ONESHOOT

881 113 36
                                    

“Sampaikan salamku pada ibumu.” Hyukjae mengangguk, memasukkan amplop cokelat berisi beberapa puluh ribu won yang diberikan kepadanya ke dalam tas.

Suasana Haru&Oneday Café masih begitu ramai pengunjung, kental akan bau kopi, dan musik – musik klasik tahun 30 an. Atmosfir ria perbincangan orang – orang berbekal minuman manis dan kue di meja mereka kontras sekali dengan wajah murung laki – laki muda berambut merah terang yang tengah duduk di hadapan sang pemilik café sendiri. Entah sudah berapa lama laki – laki itu tak pernah lagi tersenyum secara tulus, Hyukjae juga tidak yakin. Semua berawal dari sang ibu yang mengalami depresi berat tiga bulan lalu.

“Aku dan ibu minta maaf karena hanya ini yang bisa kami berikan. Namun segera setelah aku menemukan pekerjaan yang tepat untuk ibumu di café—“

“Kau telah membantu sangat banyak, Jungsu Hyung.” Hyukjae menghembuskan napasnya berat, mengaduk secangkir cokelat panas gratis yang selalu ia dapatkan setiap kali berkunjung. “Aku juga mulai menggambar beberapa sketsa dan menjualnya pada teman – temanku dulu… aku dapat bertahan, untuk beberapa bulan ini.”

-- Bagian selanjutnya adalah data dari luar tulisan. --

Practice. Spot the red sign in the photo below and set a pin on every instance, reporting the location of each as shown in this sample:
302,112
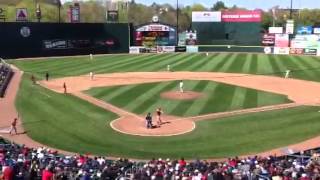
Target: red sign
241,16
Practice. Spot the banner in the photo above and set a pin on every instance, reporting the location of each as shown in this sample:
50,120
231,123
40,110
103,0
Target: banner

Jungsu tahu jika Hyukjae tengah berbohong, namun ia tak menekan topik tersebut lebih lanjut ketika sosok lain mendekati meja mereka.

“K—kopimu, Jungsu Hyung.”

“Terima kasih, Donghae.” Sang pemilik café berkata pada salah satu pegawainya. Hyukjae sebagai salah satu pelanggan tetap dari Haru&Oneday kesulitan untuk mengenali pegawai tersebut. Aneh, karena hampir selama tiga tahun berturut – turut ia menghabiskan setiap malam untuk merenung dan menggambar di café ini.

“Hyukjae, kenalkan ini adikku, Donghae. Ia barista baru di café. Dan Donghae, kenalkan—ia adalah sahabatku, Hyukjae.“

“Senang berkenalan d—denganmu, Hyu—hyukjae.”

“Begitu juga aku, Donghae.” Hyukjae menerima uluran tangan Donghae di hadapannya, berusaha sedikit tersenyum (meskipun gagal) dan menemukan dirinya kesulitan untuk memulai sebuah pembicaraan. Tak butuh waktu lama sebelum Jungsu meminta adiknya untuk kembali ke dapur.

Donghae, dengan papan nama di dada kirinya dan senyum lebar yang seperti paten tergambar pada wajah tampannya menunduk sopan sebelum pergi dari meja untuk menangani pesanan dari pelanggan lainnya.

Seolah mengetahui rasa penasaran Hyukjae akan sosok asing di café, Jungsu berkata. “Donghae, anak yang ibu asuh sejak umur empat tahun. Ia baru saja lulus dari kursus barista yang kudaftarkan di Busan. Seorang anak yang cemerlang seandainya saja orang tuanya memberinya kesempatan…” Pandangan Jungsu terlihat sangat jauh, penuh simpatik. Hyukjae membiarkan anak dari teman ibunya itu untuk melanjutkan penjelasannya dengan menyeruput cokelat panas di hadapannya.

“Orang tua Donghae menolak untuk mengakuinya, setelah mereka tahu Donghae tidak dapat berbicara di ulang tahunnya yang ketiga. Dokter mendiagnosa Donghae mengidap ASD pada saat itu. kemudian mereka memberikan Donghae kepada ibu untuk dirawat, walaupun tetap membiayai perawatannya sampai dengan saat ini. Seandainya… seandainya mereka tahu betapa Donghae tumbuh menjadi seorang laki – laki bertanggung jawab yang membanggakan.”

“ASD?”

Autism Spectrum Disorders. Tetapi, ia berkembang dengan baik dan hanya memiliki kesulitan dalam berbicara.”

Hyukjae terus memandangi sosok bernama ‘Donghae’ dari ujung matanya. Tubuh lelaki itu tegap dan memiliki otot di tempat – tempat yang sangat pas untuk ukuran lelaki Korea. Wajahnya tampan, dengan alis tebal, bibir tipis, dan senyum lebar yang selalu ia sunggingkan. Sulit untuk menebak bahwa Donghae memiliki masa lalu yang kelam dibalik senyum tersebut. “Ia tampak baik – baik saja.”